None of the Beraki-owned, Kush21-affiliated dispensary sales numbers reported to the LCB Finance division match those reported to the CCRS. In many cases, the two sums differ by millions of dollars indicating potential violations of RCW 69.50.342 and WAC 314-55-083.
Kush21 built an empire with management agreements, but the group has been proactive in complying with the most visible provisions of SB 5403. As they trim the larger Kush21 brand, their network has been manifolded like a well-trained cannabis plant, increasing surface area and yield.
New laws, new landscape?
The law created by SB 5403 goes into effect on January 1st and stops profit sharing and purchasing coordination. It targets shared branding, social media, and website design, operational control, marketing or advertising expenses, or employment and hiring, including shared employment between more than five stores.

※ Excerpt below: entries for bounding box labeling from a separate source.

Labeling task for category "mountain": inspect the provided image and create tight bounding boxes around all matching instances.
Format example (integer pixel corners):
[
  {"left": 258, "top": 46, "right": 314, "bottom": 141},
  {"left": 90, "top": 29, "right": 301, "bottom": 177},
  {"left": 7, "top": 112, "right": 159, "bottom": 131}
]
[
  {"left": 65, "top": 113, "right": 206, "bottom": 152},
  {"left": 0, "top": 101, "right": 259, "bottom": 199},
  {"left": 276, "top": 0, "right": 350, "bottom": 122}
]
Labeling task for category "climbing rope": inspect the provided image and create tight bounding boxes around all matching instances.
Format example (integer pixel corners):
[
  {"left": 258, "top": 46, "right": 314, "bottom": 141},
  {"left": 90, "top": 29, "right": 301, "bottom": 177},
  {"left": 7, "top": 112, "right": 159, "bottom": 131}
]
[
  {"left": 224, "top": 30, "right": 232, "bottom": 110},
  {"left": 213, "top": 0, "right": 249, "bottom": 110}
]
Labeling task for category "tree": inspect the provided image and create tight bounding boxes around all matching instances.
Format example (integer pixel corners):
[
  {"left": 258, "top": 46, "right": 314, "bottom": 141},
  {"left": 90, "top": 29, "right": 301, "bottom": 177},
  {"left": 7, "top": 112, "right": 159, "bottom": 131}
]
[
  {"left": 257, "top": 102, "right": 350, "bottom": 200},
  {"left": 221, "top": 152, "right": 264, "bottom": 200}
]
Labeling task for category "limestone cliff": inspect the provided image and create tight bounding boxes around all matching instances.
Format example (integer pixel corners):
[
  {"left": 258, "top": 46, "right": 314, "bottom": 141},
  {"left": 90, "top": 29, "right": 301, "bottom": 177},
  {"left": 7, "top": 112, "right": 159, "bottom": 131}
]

A legislative goal was to limit the pricing control of a few powerful entities believed to be driving wholesale prices down. Authors also aimed to halt the discount wars between neighboring dispensaries. Wholesale discounts, normalized in part by Kush21, are believed to be part of the fuel driving market prices down. Zips is consistently named as one of the culprits that started the heavily discounted weed store model taking over the state. But Kush21 has taken the baton, and they’re running at a sprint.
Those flashy consumer-facing discounts come at a price for farms and processors. Vendors are asked to reduce wholesale prices for access to store shelf space. Then, the store marks up the product around four to six times and puts it on the sales floor at up to 50 percent off. The cannabis industry used to run on a three times markup from the wholesale price. High profits for retail dispensaries and low prices for consumers leave little to no margins for vendors.
Adam Simon, owner of The Reef dispensaries, lamented the impact of these constant discounts in an interview with Cannabis Observer.
“Everybody’s now focused on getting into these pricing levels that are just unsustainable for the market,” said Simon. “Vendors are going out of business because they can’t sustain their grow operations, and retailers are struggling. Every retailer that I know is struggling right now.”
Change requires compliance and enforcement
SB 5403 advocates hoped the impending law and rules would break up retail groups that are driving the race to the bottom. But there may be unintended consequences. Kush21 has debranded from a consolidated group of stores to a network of Beraki-owned or Beraki-affiliated entities. The outward co-branding problem seems to be solved, but many wonder how things will change behind closed doors.
Farmers speak of enjoying Kush21 buyer interactions, but even then, there is an unspoken power imbalance that drives them to provide discounts, whether the farm can afford the cut or not. Some farms allege that a wholesale discount is required to do business with Kush21 stores. Coveted retail shelf space is the only place to move products in the current I-502 framework.
Limiting the financial influence of retail entities motivated the passage of SB 5403, but WSLCB rulemakers have become intent on reforming wholesale business practices. That is proving difficult and making implementation timelines slip. With approved rules pushed back into late Spring 2026, many wonder what the sector will look like by then.
SB 5403 was written to help stabilize the cannabis industry. Implementation now lies in the hands of LCB staff. Many of the farms struggling with low wholesale pricing are not hopeful that the agency will take meaningful action against less compliant retail groups. The Bud Hut case shows that they have the power to uncover collusion, but will they?
With only days until the law comes into effect, LCB staff have yet to indicate whether they will enforce it immediately or wait. Time will tell.